El proceso involucró también a las familias que apoyaron activamente la puesta en escena de las representaciones artísticas de los jóvenes. Fue una oportunidad para que se limaran algunas asperezas que se habían cultivado por años. También al interior de los hogares se notan los cambios: “Antes Saidy era grosera y agresiva en casa y desde que asiste al proyecto ha mejorado su conducta”, afirma un padre de familia.
“Ese es el papel del arte y la cultura, por eso hablamos de sanar el alma”, opina Fernando Ñungo, director de la Corporación Ingeniarte. “El bullerengue sirve para romper el miedo y cuando el miedo cesa, la verdad aflora”.
“La verdad es a veces pesada para las niñas y los niños, no siempre se puede expresar en palabras”, complementa Mosquera. “Entendimos que, en algunos casos, sus gestos en el bullerengue eran su forma de expresar esas verdades. Una mano que se levanta, una mirada que se aleja o un guiño fueron algunas de las formas que encontraron para expresar esa verdad que les costaba mostrar con palabras”.
“Un día estaban reunidos en familia, cuando unos malos señores llegaron con arma de fuego y les advirtieron que, si lo veían por ahí, recibirían una mala noticia. A los tres días el joven salió una mañana para San Fernando y nunca más pudo volver a casa”, escribe Jhaira. El libro digital Sonidos y palabras para curar el alma es el resultado del esfuerzo que hicieron los participantes para poner en palabras sus verdades.

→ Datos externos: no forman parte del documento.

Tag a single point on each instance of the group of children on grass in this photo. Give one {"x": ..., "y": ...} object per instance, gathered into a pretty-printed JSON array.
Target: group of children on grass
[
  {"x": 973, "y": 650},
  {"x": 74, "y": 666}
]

“Las balas matan, no importa de dónde vengan” repite Ñungo como un mantra. “En la medida que el miedo ha cesado ha sido posible decir la verdad de todos los horrores de la guerra. Es necesaria la verdad para poder reconciliar el pasado y poder seguir adelante, construir un futuro”.
En la madrugada del 23 de enero de 1994 un comando de las antiguas FARC-EP arremetió contra los habitantes del barrio La Chinita que se encontraban departiendo en una verbena popular, conocida como picó, arrebatándole la vida a 37 personas y dejando a más de 100 heridas. Desde entonces, en el ahora barrio Obrero, cada 23 de enero se conmemora a las víctimas de esta masacre.
El bullerengue “Queremos paz” recuerda la masacre, pero también plantea los deseos de las niñas y niños que lo interpretan:
No queremos más maltrato
Tampoco la indiferencia
Que muera la impunidad
Que se acabe esta violencia
¡Ay, hooombe!
El bullerengue está cambiando, y mucho. Cada vez hay más mujeres tamboreras, hombres que llevan la voz líder, jóvenes que participan en jeans. Los festivales de bullerengue que por años fueron el espacio para mantener vivo el movimiento, mientras se hacía el duelo por quienes la violencia había arrebatado, ahora tienen intensos debates sobre los cambios que se pueden permitir. “Por eso mismo el bullerengue tiene mucho futuro, adaptado a las condiciones actuales, sigue siendo una forma en que nos conectamos con nuestras raíces, contamos nuestras propias historias y seguimos resistiendo como pueblo negro y mestizo”, concluye Mosquera. “A través de procesos artísticos podemos arrebatarles a los grupos al margen de la ley, a las niñas, niños y jóvenes que siguen reclutando en la región”.